Criminal probe opened over CIA tapes

(Agencies)
Updated: 2008-01-03 10:38

WASHINGTON -- The Justice Department opened a full criminal investigation Wednesday into the destruction of CIA interrogation videotapes, putting the politically charged probe in the hands of a mob-busting public corruption prosecutor with a reputation for being independent.


Attorney General Michael Mukasey speaks during his ceremonial swearing-in ceremony, Wednesday, Nov. 14, 2007, at Justice Department in Washington. [Agencies]

Attorney General Michael Mukasey announced that he was appointing John Durham, a federal prosecutor in Connecticut, to oversee the investigation of a case that has challenged the Bush administration's controversial handling of terrorism suspects.

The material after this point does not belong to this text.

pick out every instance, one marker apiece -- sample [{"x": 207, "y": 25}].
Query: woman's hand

The CIA acknowledged last month that in 2005 it destroyed videos of officers using tough interrogation methods while questioning two al-Qaida suspects. The acknowledgment sparked a congressional inquiry and a preliminary investigation by Justice into whether the CIA violated any laws or obstructed congressional inquiries such as the one led by the Sept. 11 Commission.

"The Department's National Security Division has recommended, and I have concluded, that there is a basis for initiating a criminal investigation of this matter, and I have taken steps to begin that investigation," Mukasey said in a statement released Wednesday.

Durham, who has served with the Justice Department for 25 years, has a reputation as one of the nation's most relentless prosecutors. He was appointed to investigate the FBI's use of mob informants in Boston, an investigation that sent former FBI agent John Connolly to prison.

"Nobody in this country is above the law, an FBI agent or otherwise," Durham said in 2002 after Connolly's conviction.